What I Write About

I write about the infinite number of intersections between every day life and the good news of the God who has come to get us.

Friday, March 02, 2007

Excerpt from Christianity is Revolutionary: Christians and Social Justice

The Christian story makes little sense initially for many folks because the functioning paradigm of most of Western culture (and especially in the University setting) is Secular Pluralism. Secular Pluralism serves us well in some ways (especially given our multi-cultural country)--it encourages dialogue in order to settle disputes, for example, rather than violence.

However, there are some significant places where the Christian worldview and Secular Pluralism diverge--and where I think that Secular Pluralism breaks down. I think there's a Biblical Pluralism that's pretty phenomenal, but that's a whole other night's talk. Let's take a look at some of the places of divergence in order to more fully understand what we're talking about as we talk about Christianity being revolutionary.

The fundamental supposition of Secular Pluralism regarding Human Nature is that people are essentially good. Now if Freud accused Christians of building a religion around wish-fulfillment, I think we can only say that and more for this beginning assertion. Forget Christianity or anything else for the moment. Does the weight of the evidence of human history over the past 5,000 years really bear this out? Doesn't 5,000 years of bloodshed, mindless violence, political tyranny, conquest, slavery, human trafficking, and exploitation of animals, children, and the environment speak to the contrary?

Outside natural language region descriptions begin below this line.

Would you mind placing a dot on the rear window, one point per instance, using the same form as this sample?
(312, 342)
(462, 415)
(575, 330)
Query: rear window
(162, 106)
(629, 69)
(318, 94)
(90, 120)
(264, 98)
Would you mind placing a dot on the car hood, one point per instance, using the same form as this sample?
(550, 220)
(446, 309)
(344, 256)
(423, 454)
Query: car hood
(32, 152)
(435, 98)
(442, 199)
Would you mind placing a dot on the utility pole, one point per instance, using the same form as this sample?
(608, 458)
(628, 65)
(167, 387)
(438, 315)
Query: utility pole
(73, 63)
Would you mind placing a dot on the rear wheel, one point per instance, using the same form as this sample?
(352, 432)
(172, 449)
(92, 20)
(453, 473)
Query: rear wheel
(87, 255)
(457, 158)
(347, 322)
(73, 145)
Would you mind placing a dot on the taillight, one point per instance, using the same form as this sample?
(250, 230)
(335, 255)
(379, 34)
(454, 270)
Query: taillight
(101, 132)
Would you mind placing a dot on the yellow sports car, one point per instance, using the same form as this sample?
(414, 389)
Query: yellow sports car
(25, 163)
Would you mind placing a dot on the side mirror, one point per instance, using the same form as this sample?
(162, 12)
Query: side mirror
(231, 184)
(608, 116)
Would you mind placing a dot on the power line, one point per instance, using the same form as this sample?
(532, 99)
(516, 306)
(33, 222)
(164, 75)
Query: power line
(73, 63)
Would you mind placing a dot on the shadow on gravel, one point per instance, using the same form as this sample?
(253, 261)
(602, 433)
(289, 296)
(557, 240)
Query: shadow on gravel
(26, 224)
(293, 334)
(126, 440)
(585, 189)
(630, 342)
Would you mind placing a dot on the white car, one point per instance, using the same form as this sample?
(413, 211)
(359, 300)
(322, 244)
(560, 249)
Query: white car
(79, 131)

We would like for people to be good. But in actuality, they aren't. We would like to think that we are good. But I think there are few places where we are more self-deluded than in our estimation of our own goodness.

What if we took every thought you've had for the past 24 hours and projected it on this screen? Every single one. How good would you appear to be then? What if we did that for all 225 of us here in this room? How good would we seem to be collectively then?

As much as we might like for it to be the opposite, people are not essentially good. There is much beauty and goodness all around us, certainly. There are moments of transcendence, grace, love, truth, wonder. But they are all just passing. They are quickly tarnished by brokenness.

Very little is as bad as it could be. But none of it is as glorious, and wonderful, as truly good as it was intended to be.